Medications may be given to decrease the amount of vomiting, if necessary. If vomiting is severe, food, water, and oral medications are withheld for at least 24 hours. Depending upon the cat's response, food intake can be started again after a day or more. The cat is generally fed small meals of a bland, easily digestible, low-fat food. In some cases, especially for cats with a loss of appetite, it may be necessary to use tube feeding to provide proper nutrition. In addition, vitamin B12 injections, appetite stimulants, and supplementing pancreatic digestive enzymes in the food may be of benefit.

If the pancreatitis was caused by a medication, the medication should be stopped. If it was caused by a toxin, infection, or other condition, the appropriate therapy for the underlying condition should be started. Specific therapies for the liver and intestine are often added to the treatment regimen for pancreatitis in cats. These may include SAM-e, ursodiol (Actigall), and metronidazole. Corticosteroids, such as prednisolone, are also advised in some cases of feline pancreatitis.

In rare instances where there are intestinal complications or the development of a pancreatic abscess, surgery may be necessary.

What is the prognosis for cats with pancreatitis?

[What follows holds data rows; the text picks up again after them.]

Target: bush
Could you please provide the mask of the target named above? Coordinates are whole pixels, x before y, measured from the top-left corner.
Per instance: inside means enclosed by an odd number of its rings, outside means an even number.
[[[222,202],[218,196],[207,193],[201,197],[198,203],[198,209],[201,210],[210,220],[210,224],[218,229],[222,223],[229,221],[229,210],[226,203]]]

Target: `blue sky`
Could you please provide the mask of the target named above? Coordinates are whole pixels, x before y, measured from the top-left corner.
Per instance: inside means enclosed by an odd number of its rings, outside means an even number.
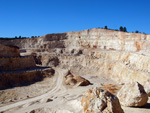
[[[150,34],[150,0],[0,0],[0,37],[104,27]]]

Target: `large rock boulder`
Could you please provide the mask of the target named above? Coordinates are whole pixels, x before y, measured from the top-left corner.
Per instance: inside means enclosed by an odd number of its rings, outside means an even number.
[[[81,105],[84,113],[124,113],[115,95],[97,87],[85,92]]]
[[[118,92],[117,97],[121,105],[129,107],[144,106],[148,101],[147,93],[138,82],[126,83]]]

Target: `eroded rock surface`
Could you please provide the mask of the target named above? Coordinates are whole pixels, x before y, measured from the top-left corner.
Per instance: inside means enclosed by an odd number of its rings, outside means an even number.
[[[115,95],[97,87],[85,92],[81,105],[84,113],[124,113]]]
[[[66,80],[65,83],[66,85],[78,85],[78,86],[87,86],[90,85],[90,81],[88,81],[87,79],[78,76],[78,75],[73,75],[71,73],[69,73],[68,75],[65,76]]]
[[[141,107],[147,104],[148,95],[138,82],[126,83],[118,92],[117,97],[121,105]]]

Pancreatitis can be a very unpredictable disease. In most cases, if the pancreatitis was mild, chances of recovery are good. In other cases, what appears to be a mild case may progress, or may be treated successfully only to have recurrences, sometimes severe. If there are other concurrent diseases such as diabetes mellitus, liver disease, or small intestine disease, the prognosis is more guarded.

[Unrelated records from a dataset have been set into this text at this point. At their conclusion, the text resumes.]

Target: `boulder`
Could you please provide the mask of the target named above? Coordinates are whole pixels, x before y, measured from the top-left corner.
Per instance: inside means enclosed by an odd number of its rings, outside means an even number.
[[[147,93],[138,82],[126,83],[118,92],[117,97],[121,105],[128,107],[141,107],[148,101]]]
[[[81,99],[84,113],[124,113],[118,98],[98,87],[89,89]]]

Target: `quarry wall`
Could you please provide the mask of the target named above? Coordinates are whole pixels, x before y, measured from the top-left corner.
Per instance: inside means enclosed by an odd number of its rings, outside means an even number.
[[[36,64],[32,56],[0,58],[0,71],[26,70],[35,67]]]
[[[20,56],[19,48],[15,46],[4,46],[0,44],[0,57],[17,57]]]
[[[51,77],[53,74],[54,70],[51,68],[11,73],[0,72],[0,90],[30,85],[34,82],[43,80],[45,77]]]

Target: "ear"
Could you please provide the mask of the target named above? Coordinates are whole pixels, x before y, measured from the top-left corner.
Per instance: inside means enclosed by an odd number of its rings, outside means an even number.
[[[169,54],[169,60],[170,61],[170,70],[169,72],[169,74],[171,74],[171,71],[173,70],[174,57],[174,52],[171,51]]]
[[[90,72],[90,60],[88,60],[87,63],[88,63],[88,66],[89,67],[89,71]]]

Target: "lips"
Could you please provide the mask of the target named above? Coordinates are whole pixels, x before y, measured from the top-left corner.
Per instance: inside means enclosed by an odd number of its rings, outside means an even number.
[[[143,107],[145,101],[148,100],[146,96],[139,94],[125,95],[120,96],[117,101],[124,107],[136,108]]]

Some animals develop chronic pancreatitis, which can lead to diabetes mellitus and/or pancreatic insufficiency, also called 'maldigestion syndrome.' In pancreatic insufficiency, the food is not digested properly. A cat with this disease often has weight loss. Treatment for pancreatic insufficiency is lifelong and expensive, but is possible. The cat's digestive enzymes are replaced through a product processed from pancreases of hogs and cattle which contain large quantities of the digestive enzymes. A change in diet with added nutritional supplements may also be necessary.

Summary

Acute pancreatitis can be a life-threatening condition, and early recognition and treatment can improve chances of recovery. Chronic pancreatitis is more common in cats. Common signs include lethargy, weight loss, and decreased appetite. Treatment is based on correcting the dehydration and maintaining proper fluid and electrolyte balances, controlling other symptoms and providing nutritional support.

 
References and Further Reading

Steiner, JM. Is it pancreatitis? Veterinary Medicine 2006;March:158-166.

Whittemore, JC; Campbell, VL. Canine and feline pancreatitis. Compendium Continuing Education for Veterinarians 2005;October:766-775.

Xenoulis, PG; Suchodolski, JS; Steiner, JM. Chronic pancreatitis in dogs and cats. Compendium Continuing Education for Veterinarians 2008;March:166-180.